Claude Code Plugins

Community-maintained marketplace

Feedback

|

Install Skill

1Download skill
2Enable skills in Claude

Open claude.ai/settings/capabilities and find the "Skills" section

3Upload to Claude

Click "Upload skill" and select the downloaded ZIP file

Note: Please verify skill by going through its instructions before using it.

SKILL.md

name openai
description OpenAI compatibility layer for Ollama. Use the official OpenAI Python library to interact with Ollama, enabling easy migration from OpenAI and compatibility with LangChain, LlamaIndex, and other OpenAI-based tools.

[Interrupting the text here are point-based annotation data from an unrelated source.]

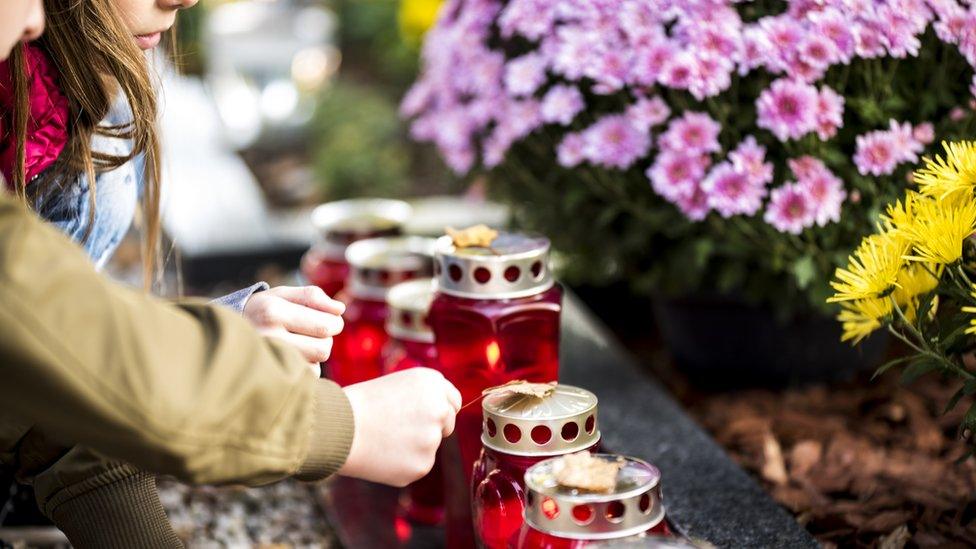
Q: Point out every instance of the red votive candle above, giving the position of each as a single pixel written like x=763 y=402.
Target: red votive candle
x=558 y=517
x=376 y=265
x=519 y=432
x=341 y=223
x=411 y=345
x=495 y=317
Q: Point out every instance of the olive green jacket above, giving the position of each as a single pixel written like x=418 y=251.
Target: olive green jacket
x=188 y=390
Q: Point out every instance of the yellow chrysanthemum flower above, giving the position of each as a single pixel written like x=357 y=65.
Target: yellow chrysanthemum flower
x=915 y=280
x=872 y=270
x=939 y=229
x=956 y=172
x=417 y=16
x=862 y=317
x=900 y=215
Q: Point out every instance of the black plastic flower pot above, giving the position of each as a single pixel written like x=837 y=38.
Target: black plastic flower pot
x=720 y=342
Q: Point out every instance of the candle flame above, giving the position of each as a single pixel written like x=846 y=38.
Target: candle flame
x=493 y=353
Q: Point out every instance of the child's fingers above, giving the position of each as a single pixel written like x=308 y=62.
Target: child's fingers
x=453 y=396
x=312 y=348
x=310 y=296
x=302 y=320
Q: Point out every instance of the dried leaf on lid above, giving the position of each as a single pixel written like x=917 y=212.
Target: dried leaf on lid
x=478 y=236
x=522 y=387
x=585 y=472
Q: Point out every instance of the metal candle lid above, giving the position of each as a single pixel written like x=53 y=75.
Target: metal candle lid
x=343 y=222
x=516 y=265
x=409 y=303
x=378 y=264
x=524 y=425
x=632 y=507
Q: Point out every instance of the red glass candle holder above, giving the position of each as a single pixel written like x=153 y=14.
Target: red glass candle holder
x=495 y=317
x=411 y=345
x=519 y=432
x=377 y=265
x=341 y=223
x=557 y=517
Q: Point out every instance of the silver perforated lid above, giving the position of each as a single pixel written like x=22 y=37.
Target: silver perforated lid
x=343 y=222
x=632 y=507
x=409 y=303
x=561 y=423
x=378 y=264
x=516 y=265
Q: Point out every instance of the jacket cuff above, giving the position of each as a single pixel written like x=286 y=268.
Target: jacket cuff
x=124 y=514
x=332 y=431
x=238 y=299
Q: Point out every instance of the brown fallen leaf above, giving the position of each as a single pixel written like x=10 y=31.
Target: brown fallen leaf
x=585 y=472
x=803 y=456
x=774 y=468
x=478 y=236
x=522 y=387
x=896 y=539
x=885 y=521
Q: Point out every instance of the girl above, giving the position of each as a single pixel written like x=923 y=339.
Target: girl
x=78 y=143
x=86 y=177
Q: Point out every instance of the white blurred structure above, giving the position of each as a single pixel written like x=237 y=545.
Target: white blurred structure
x=266 y=62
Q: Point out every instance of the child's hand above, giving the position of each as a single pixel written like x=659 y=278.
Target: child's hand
x=303 y=316
x=400 y=420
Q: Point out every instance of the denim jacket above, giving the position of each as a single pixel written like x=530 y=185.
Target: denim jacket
x=66 y=204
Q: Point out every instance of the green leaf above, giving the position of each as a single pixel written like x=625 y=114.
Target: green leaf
x=969 y=421
x=918 y=369
x=805 y=271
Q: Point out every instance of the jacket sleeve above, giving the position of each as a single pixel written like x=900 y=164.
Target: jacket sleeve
x=96 y=502
x=189 y=390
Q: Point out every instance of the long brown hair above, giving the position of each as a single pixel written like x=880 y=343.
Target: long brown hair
x=96 y=59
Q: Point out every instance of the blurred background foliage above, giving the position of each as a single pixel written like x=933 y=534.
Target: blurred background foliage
x=355 y=144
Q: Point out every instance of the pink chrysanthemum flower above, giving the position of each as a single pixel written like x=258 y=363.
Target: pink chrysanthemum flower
x=827 y=194
x=695 y=205
x=830 y=113
x=570 y=151
x=731 y=191
x=907 y=148
x=647 y=112
x=784 y=35
x=818 y=51
x=876 y=153
x=924 y=133
x=678 y=71
x=712 y=76
x=649 y=62
x=675 y=175
x=788 y=109
x=524 y=75
x=693 y=133
x=749 y=157
x=614 y=142
x=832 y=24
x=561 y=104
x=790 y=209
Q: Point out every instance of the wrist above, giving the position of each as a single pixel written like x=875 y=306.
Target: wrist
x=332 y=432
x=123 y=513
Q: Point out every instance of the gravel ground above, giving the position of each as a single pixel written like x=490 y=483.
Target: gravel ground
x=282 y=515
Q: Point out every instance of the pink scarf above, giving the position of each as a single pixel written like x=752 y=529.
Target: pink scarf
x=47 y=125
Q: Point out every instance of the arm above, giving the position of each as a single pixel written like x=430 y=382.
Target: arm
x=209 y=402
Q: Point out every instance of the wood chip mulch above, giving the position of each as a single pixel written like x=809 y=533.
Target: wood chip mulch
x=862 y=464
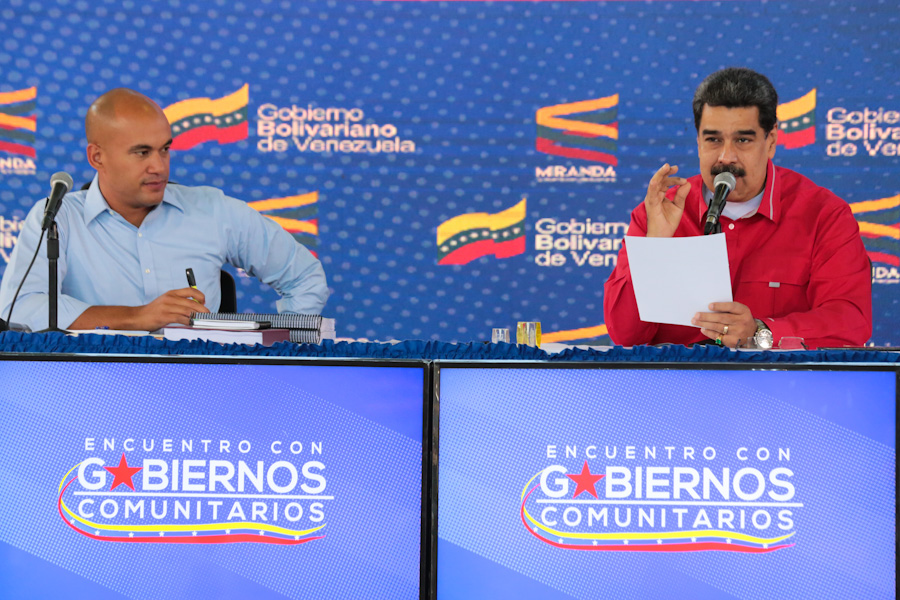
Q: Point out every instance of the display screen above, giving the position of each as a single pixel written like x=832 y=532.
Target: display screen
x=666 y=483
x=211 y=480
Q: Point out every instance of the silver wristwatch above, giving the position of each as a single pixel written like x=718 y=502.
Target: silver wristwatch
x=763 y=337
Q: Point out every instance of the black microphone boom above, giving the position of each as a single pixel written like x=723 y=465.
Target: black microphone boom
x=723 y=184
x=60 y=184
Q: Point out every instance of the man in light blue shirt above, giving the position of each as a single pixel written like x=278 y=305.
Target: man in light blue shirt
x=125 y=242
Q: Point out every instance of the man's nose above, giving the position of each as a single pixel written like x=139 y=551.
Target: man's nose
x=728 y=155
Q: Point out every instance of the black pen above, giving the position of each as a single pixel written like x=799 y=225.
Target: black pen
x=192 y=282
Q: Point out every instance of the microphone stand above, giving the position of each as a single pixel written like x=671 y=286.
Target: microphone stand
x=53 y=291
x=713 y=230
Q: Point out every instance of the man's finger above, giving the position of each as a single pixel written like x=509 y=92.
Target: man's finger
x=681 y=195
x=726 y=307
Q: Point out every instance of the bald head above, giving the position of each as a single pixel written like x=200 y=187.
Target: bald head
x=116 y=109
x=129 y=138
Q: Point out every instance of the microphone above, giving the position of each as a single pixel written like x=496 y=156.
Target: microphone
x=723 y=184
x=60 y=185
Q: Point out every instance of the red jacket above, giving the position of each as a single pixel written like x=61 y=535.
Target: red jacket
x=799 y=264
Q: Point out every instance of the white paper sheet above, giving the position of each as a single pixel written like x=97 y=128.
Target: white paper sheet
x=675 y=278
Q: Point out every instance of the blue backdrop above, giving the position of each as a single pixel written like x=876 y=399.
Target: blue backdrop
x=807 y=509
x=438 y=155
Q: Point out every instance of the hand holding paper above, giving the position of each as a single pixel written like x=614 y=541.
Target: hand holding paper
x=675 y=278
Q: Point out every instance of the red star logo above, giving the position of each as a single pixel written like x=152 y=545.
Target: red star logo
x=123 y=473
x=585 y=481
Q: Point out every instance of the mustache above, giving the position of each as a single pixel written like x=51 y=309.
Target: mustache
x=733 y=169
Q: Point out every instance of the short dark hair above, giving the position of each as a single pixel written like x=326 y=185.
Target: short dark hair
x=737 y=87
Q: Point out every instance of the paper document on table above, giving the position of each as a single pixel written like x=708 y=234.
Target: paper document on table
x=675 y=278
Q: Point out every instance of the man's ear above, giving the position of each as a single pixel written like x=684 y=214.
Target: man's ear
x=772 y=140
x=95 y=156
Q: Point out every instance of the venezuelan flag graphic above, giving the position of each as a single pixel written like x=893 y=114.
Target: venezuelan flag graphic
x=797 y=121
x=585 y=335
x=464 y=238
x=587 y=130
x=297 y=214
x=880 y=228
x=198 y=120
x=194 y=531
x=18 y=123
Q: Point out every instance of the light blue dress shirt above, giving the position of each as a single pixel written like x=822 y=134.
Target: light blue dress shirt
x=105 y=260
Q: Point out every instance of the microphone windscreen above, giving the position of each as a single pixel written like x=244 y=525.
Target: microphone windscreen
x=63 y=178
x=725 y=178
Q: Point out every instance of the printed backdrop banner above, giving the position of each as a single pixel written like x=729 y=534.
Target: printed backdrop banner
x=165 y=480
x=666 y=484
x=456 y=166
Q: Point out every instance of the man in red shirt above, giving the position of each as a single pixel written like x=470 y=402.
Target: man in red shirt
x=798 y=265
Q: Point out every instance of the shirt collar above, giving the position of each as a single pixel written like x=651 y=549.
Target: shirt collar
x=95 y=203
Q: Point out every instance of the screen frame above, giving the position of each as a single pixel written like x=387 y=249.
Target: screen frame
x=425 y=366
x=657 y=366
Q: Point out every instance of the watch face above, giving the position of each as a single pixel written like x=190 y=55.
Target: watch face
x=763 y=339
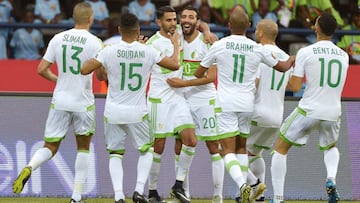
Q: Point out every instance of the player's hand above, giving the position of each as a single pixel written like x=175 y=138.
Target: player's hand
x=176 y=82
x=175 y=38
x=292 y=60
x=210 y=37
x=142 y=39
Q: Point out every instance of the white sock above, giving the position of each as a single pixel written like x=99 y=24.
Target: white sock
x=40 y=156
x=185 y=160
x=154 y=171
x=233 y=167
x=81 y=170
x=331 y=160
x=143 y=170
x=244 y=163
x=278 y=173
x=251 y=178
x=258 y=167
x=186 y=186
x=116 y=174
x=218 y=169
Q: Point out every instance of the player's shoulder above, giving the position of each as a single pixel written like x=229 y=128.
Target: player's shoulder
x=154 y=38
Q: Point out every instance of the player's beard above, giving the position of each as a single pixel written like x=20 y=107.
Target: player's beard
x=188 y=31
x=171 y=29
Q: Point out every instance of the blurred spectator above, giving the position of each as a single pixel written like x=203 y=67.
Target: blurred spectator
x=47 y=11
x=5 y=16
x=144 y=10
x=101 y=12
x=211 y=17
x=308 y=10
x=226 y=7
x=262 y=11
x=113 y=34
x=27 y=43
x=351 y=43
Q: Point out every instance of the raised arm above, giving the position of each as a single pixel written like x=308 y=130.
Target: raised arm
x=208 y=78
x=172 y=62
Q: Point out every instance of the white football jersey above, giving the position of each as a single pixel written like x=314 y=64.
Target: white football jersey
x=237 y=59
x=159 y=88
x=70 y=49
x=194 y=52
x=270 y=93
x=325 y=67
x=128 y=68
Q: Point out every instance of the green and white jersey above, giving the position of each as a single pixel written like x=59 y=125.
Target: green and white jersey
x=270 y=93
x=325 y=67
x=194 y=52
x=237 y=59
x=70 y=49
x=159 y=89
x=128 y=68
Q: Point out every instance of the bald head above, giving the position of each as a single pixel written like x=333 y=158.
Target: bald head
x=239 y=21
x=268 y=28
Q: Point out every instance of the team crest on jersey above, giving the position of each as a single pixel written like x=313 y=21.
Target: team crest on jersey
x=193 y=54
x=160 y=126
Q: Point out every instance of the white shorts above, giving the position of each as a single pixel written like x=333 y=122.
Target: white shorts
x=116 y=134
x=297 y=127
x=261 y=138
x=169 y=119
x=205 y=122
x=231 y=124
x=58 y=123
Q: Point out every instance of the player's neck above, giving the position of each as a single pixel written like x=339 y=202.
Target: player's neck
x=128 y=39
x=322 y=37
x=267 y=41
x=85 y=27
x=190 y=38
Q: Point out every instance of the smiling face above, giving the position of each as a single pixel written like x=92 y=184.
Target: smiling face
x=189 y=21
x=168 y=22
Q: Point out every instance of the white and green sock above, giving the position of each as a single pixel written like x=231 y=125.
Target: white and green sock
x=143 y=170
x=244 y=163
x=218 y=170
x=331 y=160
x=258 y=167
x=233 y=167
x=278 y=172
x=154 y=171
x=185 y=159
x=40 y=156
x=117 y=174
x=81 y=170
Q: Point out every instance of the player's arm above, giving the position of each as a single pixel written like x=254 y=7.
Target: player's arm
x=295 y=83
x=172 y=62
x=209 y=37
x=283 y=66
x=200 y=72
x=45 y=71
x=208 y=78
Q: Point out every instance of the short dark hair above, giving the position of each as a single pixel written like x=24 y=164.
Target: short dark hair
x=327 y=23
x=129 y=22
x=165 y=9
x=191 y=8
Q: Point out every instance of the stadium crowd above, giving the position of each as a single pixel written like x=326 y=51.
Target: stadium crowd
x=286 y=13
x=182 y=101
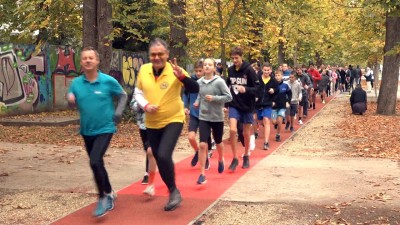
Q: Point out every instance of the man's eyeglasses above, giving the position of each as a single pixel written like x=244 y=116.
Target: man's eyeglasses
x=155 y=54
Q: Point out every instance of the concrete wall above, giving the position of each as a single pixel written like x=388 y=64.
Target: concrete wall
x=36 y=80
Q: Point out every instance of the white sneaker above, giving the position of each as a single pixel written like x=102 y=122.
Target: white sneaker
x=149 y=190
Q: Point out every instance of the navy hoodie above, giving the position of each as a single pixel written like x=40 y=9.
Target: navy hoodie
x=247 y=77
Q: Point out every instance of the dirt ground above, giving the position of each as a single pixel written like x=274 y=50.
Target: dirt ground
x=44 y=172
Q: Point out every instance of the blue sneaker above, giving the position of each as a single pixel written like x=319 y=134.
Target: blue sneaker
x=207 y=165
x=221 y=166
x=110 y=200
x=202 y=179
x=195 y=159
x=101 y=208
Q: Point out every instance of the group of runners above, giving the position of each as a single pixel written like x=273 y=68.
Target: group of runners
x=252 y=96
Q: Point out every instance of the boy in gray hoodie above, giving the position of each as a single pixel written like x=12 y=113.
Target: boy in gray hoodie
x=213 y=95
x=294 y=102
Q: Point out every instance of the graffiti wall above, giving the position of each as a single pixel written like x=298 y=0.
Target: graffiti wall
x=35 y=80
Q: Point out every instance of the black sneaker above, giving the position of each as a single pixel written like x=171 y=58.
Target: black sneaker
x=221 y=166
x=234 y=164
x=195 y=159
x=207 y=166
x=246 y=162
x=287 y=125
x=278 y=137
x=145 y=179
x=175 y=199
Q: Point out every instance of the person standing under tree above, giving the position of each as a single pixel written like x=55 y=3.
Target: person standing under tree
x=158 y=92
x=268 y=87
x=280 y=103
x=243 y=83
x=93 y=94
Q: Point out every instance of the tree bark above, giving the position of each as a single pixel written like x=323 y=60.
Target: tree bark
x=104 y=45
x=178 y=39
x=89 y=23
x=281 y=48
x=391 y=62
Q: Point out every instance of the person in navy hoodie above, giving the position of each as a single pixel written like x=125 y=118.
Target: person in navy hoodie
x=280 y=103
x=243 y=84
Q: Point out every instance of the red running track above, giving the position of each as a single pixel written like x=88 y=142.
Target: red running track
x=132 y=207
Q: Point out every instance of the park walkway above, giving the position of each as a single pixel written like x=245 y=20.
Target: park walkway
x=132 y=207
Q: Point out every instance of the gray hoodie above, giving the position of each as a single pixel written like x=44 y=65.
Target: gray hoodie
x=296 y=91
x=212 y=111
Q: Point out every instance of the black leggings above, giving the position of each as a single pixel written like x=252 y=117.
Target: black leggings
x=162 y=142
x=96 y=147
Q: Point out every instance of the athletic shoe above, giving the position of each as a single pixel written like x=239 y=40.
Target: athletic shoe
x=101 y=208
x=202 y=179
x=207 y=165
x=252 y=143
x=195 y=159
x=149 y=191
x=234 y=164
x=210 y=153
x=213 y=145
x=145 y=179
x=110 y=200
x=221 y=166
x=174 y=200
x=278 y=137
x=246 y=162
x=287 y=125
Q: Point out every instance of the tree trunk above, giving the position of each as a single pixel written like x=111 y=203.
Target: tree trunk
x=89 y=23
x=222 y=39
x=390 y=74
x=376 y=69
x=281 y=48
x=178 y=39
x=104 y=45
x=318 y=59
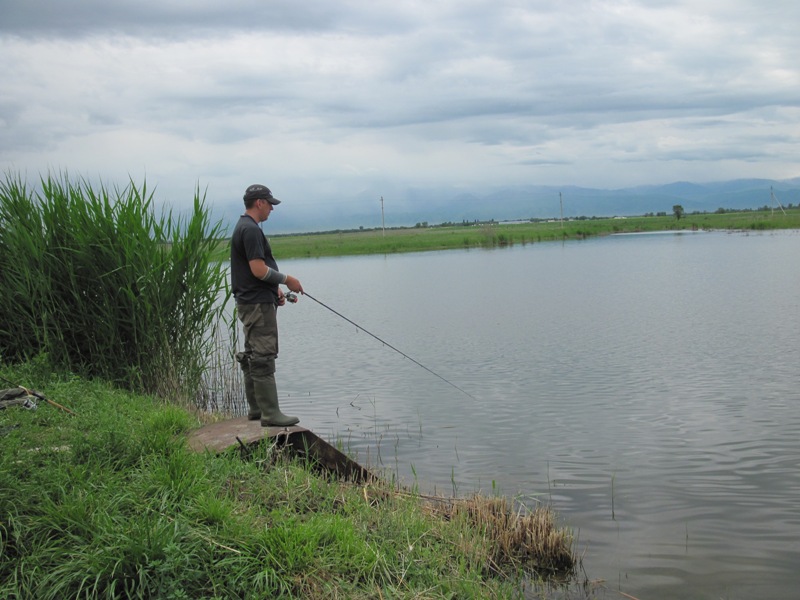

Ollama OpenAI Compatibility

Overview

Ollama provides an OpenAI-compatible API at /v1/* endpoints. This allows using the official openai Python library with Ollama, enabling:

  • Migration - Drop-in replacement for OpenAI API
  • Tool ecosystem - Works with LangChain, LlamaIndex, etc.
  • Familiar interface - Standard OpenAI patterns

Quick Reference

Endpoint Method Purpose
/v1/models GET List models
/v1/completions POST Text generation
/v1/chat/completions POST Chat completion
/v1/embeddings POST Generate embeddings

Limitations

The OpenAI compatibility layer does not support:

  • Show model details (/api/show)
  • List running models (/api/ps)
  • Copy model (/api/copy)
  • Delete model (/api/delete)

Use bazzite-ai-ollama:api or bazzite-ai-ollama:python for these operations.

Setup

import os
from openai import OpenAI

OLLAMA_HOST = os.getenv("OLLAMA_HOST", "http://localhost:11434")

client = OpenAI(
    base_url=f"{OLLAMA_HOST}/v1",
    api_key="ollama"  # Required by library but ignored by Ollama
)

List Models

models = client.models.list()

for model in models.data:
    print(f"  - {model.id}")

Text Completions

response = client.completions.create(
    model="llama3.2:latest",
    prompt="Why is the sky blue? Answer in one sentence.",
    max_tokens=100
)

print(response.choices[0].text)
print(f"Tokens used: {response.usage.completion_tokens}")

Chat Completion

Single Turn

response = client.chat.completions.create(
    model="llama3.2:latest",
    messages=[
        {"role": "system", "content": "You are a helpful assistant."},
        {"role": "user", "content": "Explain machine learning in one sentence."}
    ],
    temperature=0.7,
    max_tokens=100
)

print(response.choices[0].message.content)
print(f"Tokens used: {response.usage.total_tokens}")

Multi-Turn Conversation

messages = [
    {"role": "system", "content": "You are a helpful math tutor."}
]

# Turn 1
messages.append({"role": "user", "content": "What is 2 + 2?"})
response = client.chat.completions.create(
    model="llama3.2:latest",
    messages=messages,
    max_tokens=50
)
assistant_msg = response.choices[0].message.content
messages.append({"role": "assistant", "content": assistant_msg})
print(f"User: What is 2 + 2?")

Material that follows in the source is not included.